Under the EAR, “knowledge” includes not only positive knowledge that the circumstances exist or are substantially certain to occur, but also an awareness of a high probability of its existence or future occurrence. Such awareness is inferred from evidence of the conscious disregard of facts known to a person and is also inferred from a person’s willful avoidance of facts.

A military soldier touching a digital control panel

Military End User Restrictions

Identifying exposure to military end users can be challenging where an end user is a subsidiary or affiliate that sits within a corporate structure with multiple tiers of ownership that obfuscate the connections of a company to the military, as well as in situations where trade intermediaries are involved in indirectly acquiring goods and technology for military end users.  

In FAQs issued alongside the final rule, BIS used variations of two questions to determine if an end user is a military end user:

  • Is the end user part of a military organization, as determined by the end user’s relation to the country’s national armed services?
  • Does the end user develop, produce, maintain, or use military items?

BIS specifically applied this test to questions regarding the determination of military end user status using military hospitals, military-related universities, and subordinate agencies of defense ministries as examples, but the test can presumably be applied against other entities to determine if it is a military end user.

Military end users include a country’s national armed services, such as the army, navy, air force, as well as the national guard, national police, and government intelligence and reconnaissance organizations, and other military end users, according to the regulations.

Other military end users cover state owned enterprises, defined by BIS as “entities over which their national governments can or do exercise significant direction or control of the SOE’s operations through supervision, financing subsidization, or ownership, including significant minority ownership,” according to the frequently asked questions (FAQ).

If a firm is identified as a military end user, then exports, re-exports or transfer of any covered item to that user requires a license, even if the item is destined for civilian end use.

Manufacturer using a tablet to control robotic arms manufacturing a part

Procurement Agents and Distribution Partners

Identifying Military End Use or End User Risk Information

Distribution partners, wholesalers, and other trade intermediaries that do business with U.S. manufacturers can present MEU challenges when these actors do not disclose the end users or use of the technology.

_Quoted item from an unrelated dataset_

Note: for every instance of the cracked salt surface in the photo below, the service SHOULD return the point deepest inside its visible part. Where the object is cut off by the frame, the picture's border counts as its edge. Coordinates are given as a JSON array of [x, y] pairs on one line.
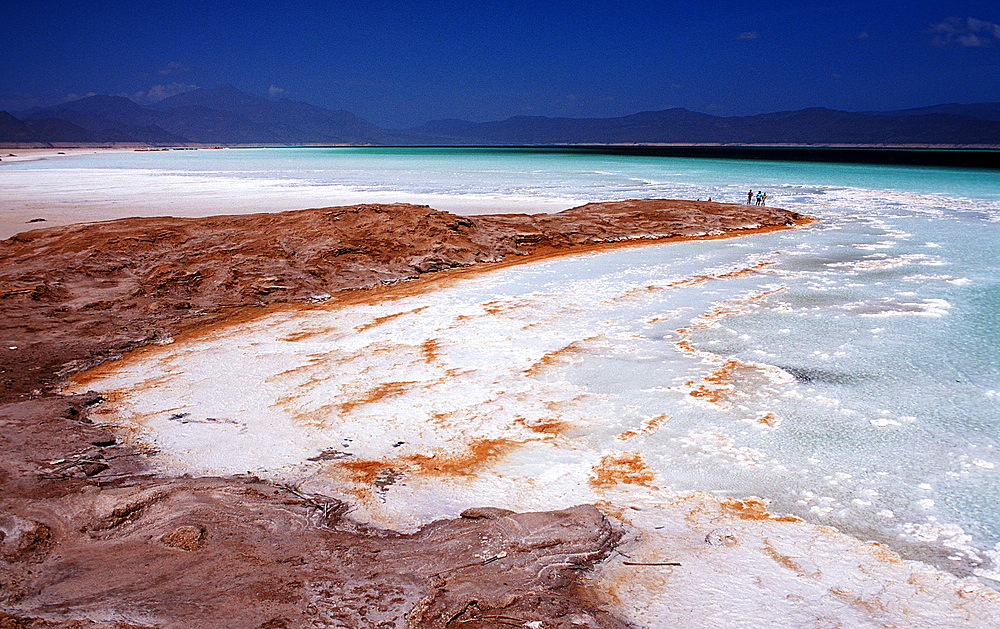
[[635, 379], [625, 378]]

Intermediaries that do not receive and ultimately use military items may not qualify as military end users.

However, in situations where intermediaries have knowledge that an item is ultimately destined for a military end user or for military end use, the transaction in question would fall under end user licensing requirements.

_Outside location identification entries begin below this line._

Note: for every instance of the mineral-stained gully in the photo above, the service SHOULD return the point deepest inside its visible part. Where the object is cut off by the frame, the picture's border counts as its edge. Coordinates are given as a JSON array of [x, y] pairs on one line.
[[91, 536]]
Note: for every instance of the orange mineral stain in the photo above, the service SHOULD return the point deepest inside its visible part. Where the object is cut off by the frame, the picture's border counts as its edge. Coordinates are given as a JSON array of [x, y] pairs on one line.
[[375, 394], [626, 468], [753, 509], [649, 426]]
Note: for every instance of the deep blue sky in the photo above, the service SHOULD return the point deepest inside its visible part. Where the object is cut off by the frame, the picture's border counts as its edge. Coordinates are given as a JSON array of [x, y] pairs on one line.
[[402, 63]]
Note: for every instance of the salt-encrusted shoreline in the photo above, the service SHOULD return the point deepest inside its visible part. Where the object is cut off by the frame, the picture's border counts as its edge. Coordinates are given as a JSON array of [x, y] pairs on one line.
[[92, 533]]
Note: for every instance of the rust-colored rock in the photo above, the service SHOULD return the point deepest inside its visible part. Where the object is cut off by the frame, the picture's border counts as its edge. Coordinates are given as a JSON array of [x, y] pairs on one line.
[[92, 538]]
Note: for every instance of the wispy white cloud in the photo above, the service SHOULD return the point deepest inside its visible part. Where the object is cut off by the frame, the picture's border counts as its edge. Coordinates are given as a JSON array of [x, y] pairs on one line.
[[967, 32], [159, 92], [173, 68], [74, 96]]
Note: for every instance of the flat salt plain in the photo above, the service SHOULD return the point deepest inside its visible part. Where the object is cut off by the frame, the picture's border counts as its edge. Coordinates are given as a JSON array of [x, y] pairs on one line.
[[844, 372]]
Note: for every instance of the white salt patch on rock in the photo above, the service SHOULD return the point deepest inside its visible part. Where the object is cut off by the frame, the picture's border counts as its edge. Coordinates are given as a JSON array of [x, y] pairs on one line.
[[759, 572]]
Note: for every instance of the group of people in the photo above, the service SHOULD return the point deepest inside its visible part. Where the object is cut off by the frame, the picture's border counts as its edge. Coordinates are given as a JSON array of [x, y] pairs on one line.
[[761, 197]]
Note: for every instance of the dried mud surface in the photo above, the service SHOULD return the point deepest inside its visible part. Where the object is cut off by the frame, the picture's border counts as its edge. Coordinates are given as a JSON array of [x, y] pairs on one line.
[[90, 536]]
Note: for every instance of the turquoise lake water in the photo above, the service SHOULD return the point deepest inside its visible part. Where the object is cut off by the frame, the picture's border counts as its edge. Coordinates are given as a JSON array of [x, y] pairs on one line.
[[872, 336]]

Understanding Ownership Chains and Activities That Support Military End Uses

In situations where an end user is a parent or subsidiary of an entity engaged in military end uses, BIS urges industry to exercise due diligence to determine whether the parent or subordinate relationship is relevant to the end user’s activities.

Even if it is determined that a subsidiary of a military end user does not engage in any activities with the parent or subordinate entity, if the entity develops, produces, maintains, or uses any military items, the firm is considered to be a military end user.